Девушка пожала плечами:
— Насколько хорошо я его знала? Сомневаюсь, знала ли я его вообще. Он всегда был где-то рядом, если вы это имеете в виду. Все считали, что он чудак. Я никогда не обращала на него особого внимания. В нём и правда было что-то стрёмное.
— Стрёмное?
— А-а, ну, знаете… Совсем не ханжа и не любитель нравоучений, выпивоха, душа компании и всё такое, но в то же время всегда начеку, всегда настороже…
— Как вы?
Она сжала губы в ниточку:
— Нет, не как я. Как Любопытный Том[5] — вот в этом смысле стрёмный.
— И что, по-вашему, с ним случилось?
— «Случилось»? То есть кто ударил его ножом в шею и отчикал ему висюльки? Откуда мне знать-то? Может, это и не Белая Мышь. Может, они вместе с преподобным отцом занимались грязными делишками, а папаша взял да и пришлёпнул его в припадке ревности. — Она снова заговорила голосом отца, выпятив нижнюю губу: — Чёртов наглец проник ко мне в дом и распускает тут руки с моей женой!
Страффорд не смог сдержать улыбку.
— Полагаю, вы ничего не слышали ночью? — спросил он.
— То есть вы спрашиваете, не слышала ли я, как у его преподобия образовалась дырка в области горла? Боюсь, что нет. Я сплю как убитая — это вам кто угодно скажет. Единственное, что я когда-либо слышала, это как гремит цепями да стонет Баллигласское привидение. Полагаю, вы знаете, что в этом доме водятся привидения?

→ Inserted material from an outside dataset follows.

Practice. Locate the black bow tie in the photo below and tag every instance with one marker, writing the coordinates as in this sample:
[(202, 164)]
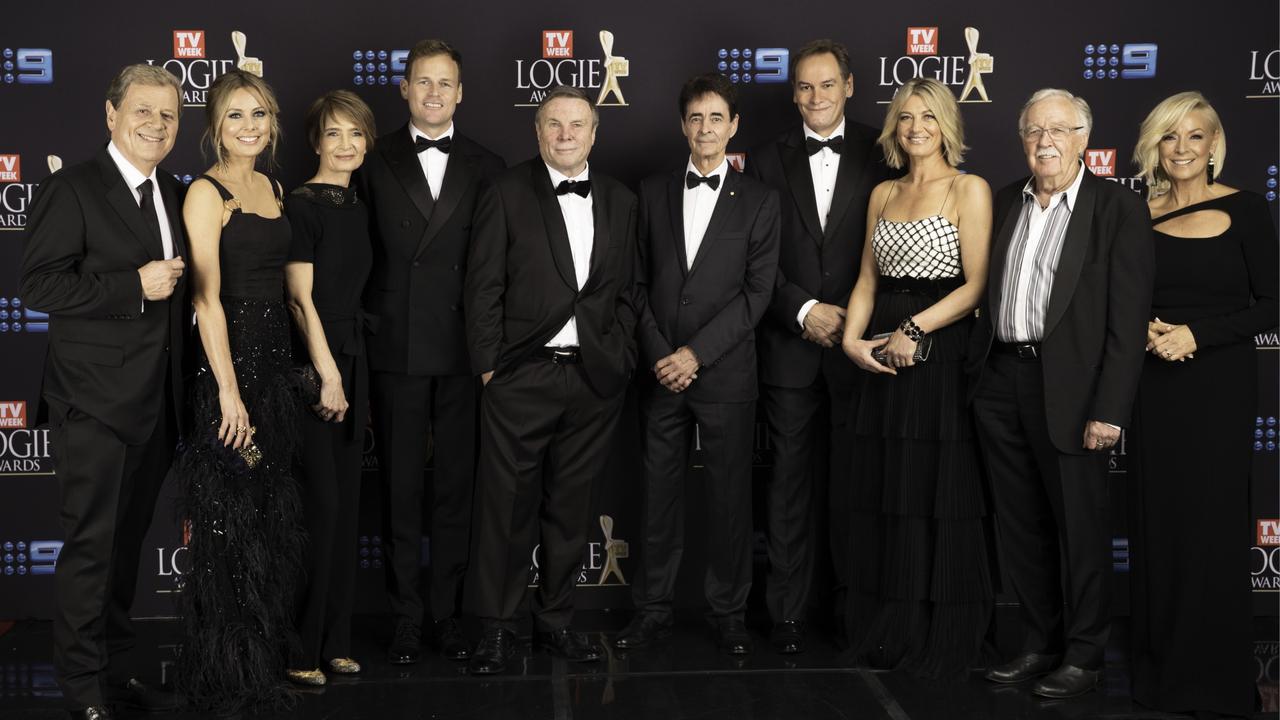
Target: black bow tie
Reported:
[(835, 144), (443, 145), (693, 180), (581, 187)]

Он снова улыбнулся и сказал:
— Мне пора идти. Уверен, что до отъезда мы ещё увидимся.
— Да, конечно, в столовой, за коктейлями в восемь. Убийство в особняке и всё такое. Жду не дождусь! — Страффорд уже отходил прочь, тихонько смеясь. — Я надену вечернее платье и боа из перьев, — крикнула она ему вслед. — А в чулке спрячу кинжал!